Disused railway station in Northumberland, England

Alnwick railway station served the town of Alnwick, in Northumberland, England. It was the terminus of two routes: the Alnwick branch line, which diverged from the East Coast Main Line at Alnmouth, and the
Cornhill branch line to Coldstream.

==History==
The first station on the edge of the town opened, along with the branch, on 19 August 1850; it was first used by a special train on 6 August.

It was replaced by a station nearer the town centre, which was opened in 1887 by the North Eastern Railway.

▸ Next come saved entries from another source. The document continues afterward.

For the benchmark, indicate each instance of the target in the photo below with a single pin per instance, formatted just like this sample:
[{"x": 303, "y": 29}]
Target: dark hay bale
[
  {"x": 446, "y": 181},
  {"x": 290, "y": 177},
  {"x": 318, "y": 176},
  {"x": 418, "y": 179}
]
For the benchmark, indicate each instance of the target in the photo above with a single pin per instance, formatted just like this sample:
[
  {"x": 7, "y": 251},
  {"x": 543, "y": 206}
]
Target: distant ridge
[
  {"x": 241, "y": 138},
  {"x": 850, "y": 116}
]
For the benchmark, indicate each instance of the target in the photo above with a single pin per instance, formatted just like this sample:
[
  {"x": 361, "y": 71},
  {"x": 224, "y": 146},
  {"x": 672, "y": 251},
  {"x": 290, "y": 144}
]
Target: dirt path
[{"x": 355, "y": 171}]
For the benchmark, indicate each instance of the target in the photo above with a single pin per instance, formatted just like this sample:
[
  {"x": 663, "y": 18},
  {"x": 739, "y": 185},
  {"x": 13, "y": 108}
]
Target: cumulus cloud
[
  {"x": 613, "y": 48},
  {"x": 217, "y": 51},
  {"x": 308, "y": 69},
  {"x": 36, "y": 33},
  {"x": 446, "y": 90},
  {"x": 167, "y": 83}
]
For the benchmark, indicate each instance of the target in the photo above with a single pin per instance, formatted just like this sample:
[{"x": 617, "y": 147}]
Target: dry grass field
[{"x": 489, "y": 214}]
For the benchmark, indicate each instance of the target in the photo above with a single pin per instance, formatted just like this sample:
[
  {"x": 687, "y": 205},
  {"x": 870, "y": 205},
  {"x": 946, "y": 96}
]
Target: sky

It became part of the London and North Eastern Railway during the Grouping of 1923. The station then passed on to the North Eastern Region of British Railways on nationalisation in 1948.

The station was also the terminus of the Cornhill branch line to Coldstream, which closed to passengers on 22 September 1930.

It was closed to passengers by the British Railways Board in January 1968 and completely in October 1968.

In 1993, a proposal to redevelop the site into a supermarket failed.

| Preceding station | Disused railways |  |  | Following station |
|---|---|---|---|---|
| Terminus |  | North Eastern Railway Alnwick branch line |  | Alnmouth Line closed; station open |
| Edlingham Line and station closed |  | North Eastern Railway Cornhill branch line |  | Terminus |

==Preservation==
The trainshed remains intact and in use, including by Barter Books; the platforms have been in-filled.

The bookshop, with its model railway network, was featured in Michael Portillo's Great British Railway Journeys (first broadcast on BBC2, 23 January 2012) and Tim Dunn's The Architecture the Railways Built (first broadcast on Yesterday, 25 October 2021).